The move was the start of a week-long strike that marks the latest phase in the battle for democracy in the city.
The strike comes as dozens of the city’s tycoons and business leaders paid a rare group visit to Beijing to meet China’s communist leaders, who want to bolster support from Hong Kong’s pro-establishment billionaire elites for the central government’s policies on the semi-autonomous city.
Student organisers are dismayed over Beijing’s decision in August to rule out open nominations for candidates under proposed guidelines for the first-ever elections for Hong Kong’s top post, which had been promised for 2017.
The National People’s Congress, China’s legislature, insists that election candidates be vetted by a committee. Many of the tycoons visiting Beijing are part of a similar body that selects Hong Kong’s leaders.
Hong Kong’s democracy battle has led to increasing tension and division, with activists threatening to stage a “mass occupation” of the Asian financial hub’s central business district – possibly next week – as part of a civil disobedience campaign to press their demands.

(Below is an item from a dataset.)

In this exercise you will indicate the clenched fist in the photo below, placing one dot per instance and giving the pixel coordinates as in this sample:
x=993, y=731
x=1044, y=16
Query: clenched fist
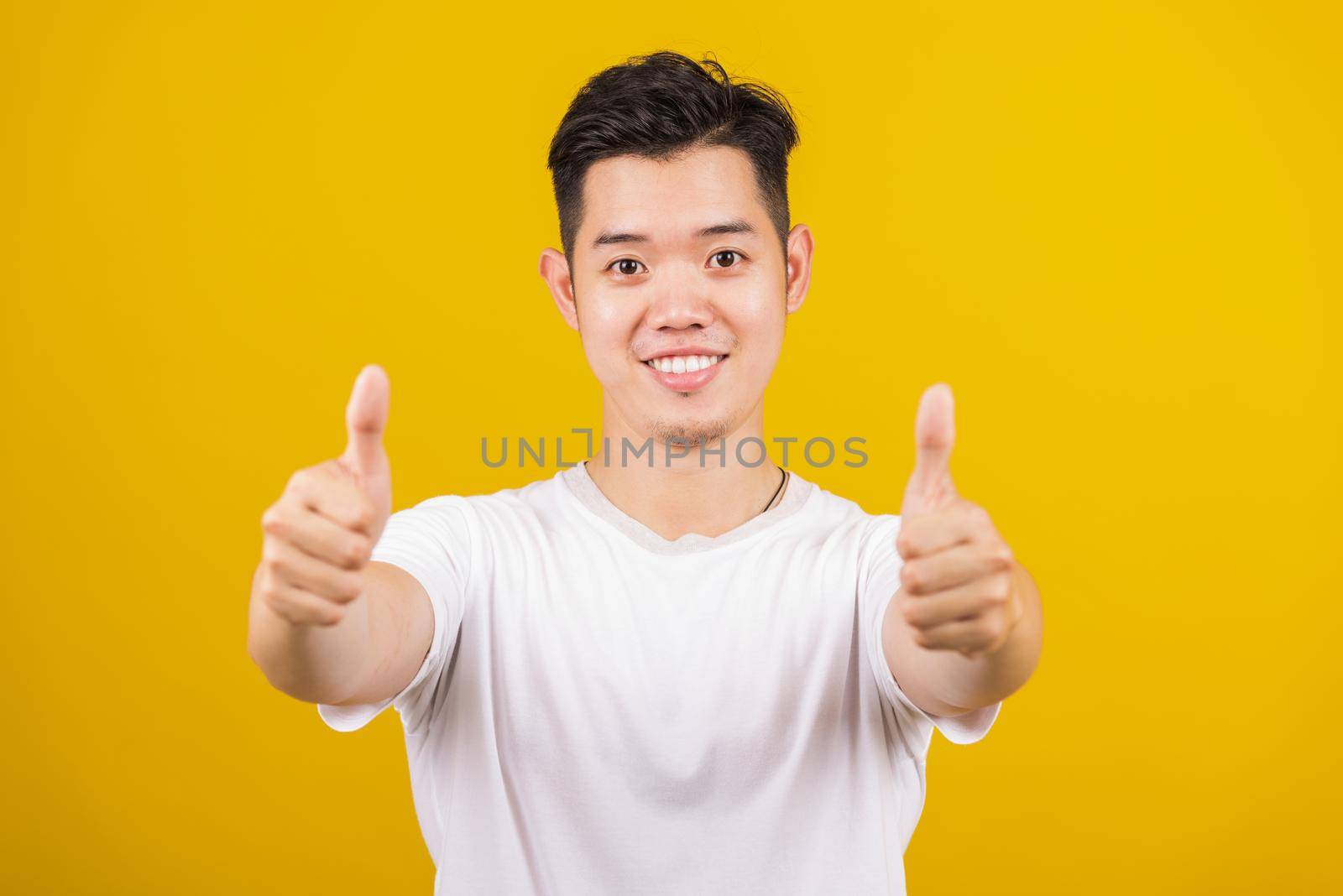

China took control of the former British colony in 1997, agreeing to let it keep civil liberties unseen on the mainland and promising that the leader can eventually be chosen through universal suffrage. But Beijing’s insistence on screening candidates for patriotism to China has stoked fears among democracy groups that Hong Kong will never get genuine democracy.
“The student strike will mark the turning point of the democratic movement,” Alex Chow, secretary-general of the Hong Kong Federation of Students, told about 13,000 students from 24 institutions who took part in a rally at the Chinese University of Hong Kong yesterday. “We will not have illusions in the government anymore, but we’ll have faith in ourselves. We are willing to pay the price for democracy.”
Students plan to gather daily for the rest of the week in a downtown park next to government headquarters. A smaller group of high school pupils plans to join the strike on Friday.
Mr Chow said: “Pre-selected candidates by a controlled nominating committee can only represent vested interests, but not the general public.”
He urged Hong Kong’s government to respond to demands for reform, adding: “If we hear nothing from them, the students, the people will definitely upgrade the movement to another level.”
About 380 academics and school staff have signed a petition supporting the students.
Dixon Sing, a political science professor at Hong Kong University of Science and Technology, said the organisers are “trying to inspire many fellow classmates to be aware of and be devoted to the democratic movement”.
In Beijing, more than 60 Hong Kong tycoons, including Li Ka-shing, Asia’s richest person, met president Xi Jinping. It is only the second time such a big delegation has visited Beijing since the 1997 handover.
The tycoons urged democracy activists to avoid a confrontation, and said that Beijing won’t change its mind.